Shira Kadari-Ovadia reports in Haaretz on  2 March 2023:

GLOW Linguistics, an international organization, was scheduled to hold its annual conference in Israel in 2024, but decided last week to move the meeting to another country after members applied pressure to cancel the event partially due to Israel’s West Bank policy.

The organization’s board decided in 2021 to hold the conference at The Hebrew University of Jerusalem and Ben Gurion University of the Negev, after two thirds of members voted to approve it. But in May 2022, 25 GLOW members sent the board a letter asking it to reconsider holding the meeting in Israel.

In the letter, the linguists gave a number of reasons they opposed holding the meeting in Israel, including that members from countries without diplomatic relations with Israel would not be able to attend. They also said they opposed Israel’s policies concerning the Palestinians, and members who are part of the BDS movement could be treated in a humiliating manner on entry or even be denied entry to Israel.

The signatories on the letter also described difficulties Israel has made for Palestinian academic institutions and quoted an Amnesty International report from January 2022, that accused Israel of being an apartheid state – both in the West Bank and the Gaza Strip but also inside Israel proper with regard to its Arab citizens.

The opponents also opened a Facebook page to publicize their views against Israel and holding the conference here. This included the report in Haaretz about Watan Madi, an Arab student at Ben-Gurion University who was reprimanded in December by the university’s disciplinary board after quoting Palestinian poet Mahmoud Darwish during a ceremony held on campus marking Nakba Day.

After lengthy discussions between supporters of the boycott and GLOW’s board, it was decided to hold another vote on the matter. With two-thirds of the 170 members participating, a majority of 54 percent voted in favor of moving the conference to another location.

“We were happy when it was decided to hold the conference in Israel,” Prof.
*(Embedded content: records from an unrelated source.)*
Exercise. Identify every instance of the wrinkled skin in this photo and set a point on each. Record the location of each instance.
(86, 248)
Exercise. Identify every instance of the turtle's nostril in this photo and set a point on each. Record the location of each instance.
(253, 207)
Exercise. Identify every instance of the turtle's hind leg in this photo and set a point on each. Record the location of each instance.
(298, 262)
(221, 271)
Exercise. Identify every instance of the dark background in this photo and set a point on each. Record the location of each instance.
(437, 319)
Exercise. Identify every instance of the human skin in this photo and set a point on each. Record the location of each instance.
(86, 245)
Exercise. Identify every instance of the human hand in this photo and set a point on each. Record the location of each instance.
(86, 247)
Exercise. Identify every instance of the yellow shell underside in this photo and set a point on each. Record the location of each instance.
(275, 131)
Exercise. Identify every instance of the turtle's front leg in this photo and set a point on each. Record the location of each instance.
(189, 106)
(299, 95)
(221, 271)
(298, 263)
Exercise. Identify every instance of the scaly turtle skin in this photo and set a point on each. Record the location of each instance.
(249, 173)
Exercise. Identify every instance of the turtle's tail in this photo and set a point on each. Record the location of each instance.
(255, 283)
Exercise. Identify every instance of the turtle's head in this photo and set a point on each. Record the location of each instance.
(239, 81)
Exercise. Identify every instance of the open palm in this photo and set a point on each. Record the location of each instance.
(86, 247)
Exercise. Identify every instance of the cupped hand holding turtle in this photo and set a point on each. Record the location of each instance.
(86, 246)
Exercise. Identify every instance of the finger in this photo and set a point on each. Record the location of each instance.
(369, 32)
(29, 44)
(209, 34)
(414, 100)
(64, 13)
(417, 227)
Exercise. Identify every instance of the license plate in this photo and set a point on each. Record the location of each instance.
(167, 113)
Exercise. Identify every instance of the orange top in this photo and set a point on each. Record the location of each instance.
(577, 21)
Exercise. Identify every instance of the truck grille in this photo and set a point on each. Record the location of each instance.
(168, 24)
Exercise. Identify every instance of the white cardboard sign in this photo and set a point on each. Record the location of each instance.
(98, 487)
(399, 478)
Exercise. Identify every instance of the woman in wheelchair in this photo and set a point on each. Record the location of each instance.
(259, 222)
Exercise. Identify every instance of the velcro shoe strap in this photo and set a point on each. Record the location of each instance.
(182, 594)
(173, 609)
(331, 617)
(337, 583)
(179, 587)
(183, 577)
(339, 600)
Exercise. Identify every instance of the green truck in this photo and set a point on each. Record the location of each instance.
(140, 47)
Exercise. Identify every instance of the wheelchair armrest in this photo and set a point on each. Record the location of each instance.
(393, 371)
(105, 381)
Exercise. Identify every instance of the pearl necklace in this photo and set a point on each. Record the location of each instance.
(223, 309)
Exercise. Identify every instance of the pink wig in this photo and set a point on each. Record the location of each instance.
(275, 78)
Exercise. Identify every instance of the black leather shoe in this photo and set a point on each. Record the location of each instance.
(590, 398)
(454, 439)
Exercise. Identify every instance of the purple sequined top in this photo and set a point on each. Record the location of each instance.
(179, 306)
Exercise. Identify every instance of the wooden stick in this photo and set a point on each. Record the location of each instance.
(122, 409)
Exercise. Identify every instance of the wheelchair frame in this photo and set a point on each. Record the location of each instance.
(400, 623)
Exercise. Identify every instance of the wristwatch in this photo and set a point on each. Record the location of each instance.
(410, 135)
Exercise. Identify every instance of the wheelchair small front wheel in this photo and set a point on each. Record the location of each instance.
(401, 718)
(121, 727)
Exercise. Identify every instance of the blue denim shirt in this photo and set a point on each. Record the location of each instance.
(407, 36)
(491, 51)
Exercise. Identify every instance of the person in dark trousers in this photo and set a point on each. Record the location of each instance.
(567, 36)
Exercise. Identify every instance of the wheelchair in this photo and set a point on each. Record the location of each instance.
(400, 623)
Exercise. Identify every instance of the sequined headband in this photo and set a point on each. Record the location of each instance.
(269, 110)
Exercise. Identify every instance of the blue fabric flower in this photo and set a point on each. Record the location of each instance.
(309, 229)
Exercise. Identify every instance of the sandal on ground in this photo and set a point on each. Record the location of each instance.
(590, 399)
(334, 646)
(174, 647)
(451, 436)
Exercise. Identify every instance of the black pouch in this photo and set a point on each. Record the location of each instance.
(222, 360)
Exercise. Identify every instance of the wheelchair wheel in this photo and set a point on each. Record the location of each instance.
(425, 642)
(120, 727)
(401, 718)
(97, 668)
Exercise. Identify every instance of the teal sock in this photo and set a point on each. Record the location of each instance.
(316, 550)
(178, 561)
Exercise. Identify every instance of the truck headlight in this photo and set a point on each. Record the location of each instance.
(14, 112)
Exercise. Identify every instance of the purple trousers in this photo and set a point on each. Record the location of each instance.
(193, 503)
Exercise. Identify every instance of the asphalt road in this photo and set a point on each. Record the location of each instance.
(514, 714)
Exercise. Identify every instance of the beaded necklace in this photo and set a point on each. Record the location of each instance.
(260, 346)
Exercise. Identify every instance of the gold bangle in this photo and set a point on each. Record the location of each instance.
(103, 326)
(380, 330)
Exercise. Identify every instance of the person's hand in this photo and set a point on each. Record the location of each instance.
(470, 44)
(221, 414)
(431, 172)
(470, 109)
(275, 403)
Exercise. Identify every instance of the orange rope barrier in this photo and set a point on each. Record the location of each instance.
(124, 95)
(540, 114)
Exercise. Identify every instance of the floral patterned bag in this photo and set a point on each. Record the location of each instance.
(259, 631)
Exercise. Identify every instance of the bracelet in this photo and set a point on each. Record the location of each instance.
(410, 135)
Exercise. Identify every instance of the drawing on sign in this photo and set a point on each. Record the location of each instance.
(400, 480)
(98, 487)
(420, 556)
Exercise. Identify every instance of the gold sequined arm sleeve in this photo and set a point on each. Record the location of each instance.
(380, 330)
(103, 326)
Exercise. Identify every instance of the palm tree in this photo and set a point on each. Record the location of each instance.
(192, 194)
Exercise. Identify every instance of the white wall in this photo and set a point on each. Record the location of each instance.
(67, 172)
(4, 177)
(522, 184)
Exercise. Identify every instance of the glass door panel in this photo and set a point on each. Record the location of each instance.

Elitzur Bar-Asher Siegal of the linguistics department at Hebrew University told Haaretz. “The decision to hold the meeting here shows we have a strong group of researchers in Israel who have the judgment to choose which lectures are chosen for the conference,” he said.

“Colleagues from Europe warned a few months ago that it was possible there would be trouble over holding the conference in Israel, but the feeling was that even if they decided to open the issue for a general vote, in the end most of the members would vote in favor” of keeping it in Israel, he added.

But this didn’t happen, and Bar-Asher Siegel said the steps the new government is taking to weaken the legal system were the decisive factor against holding the conference in Israel. “The events of the past few weeks provided the opponents with fuel,” he said.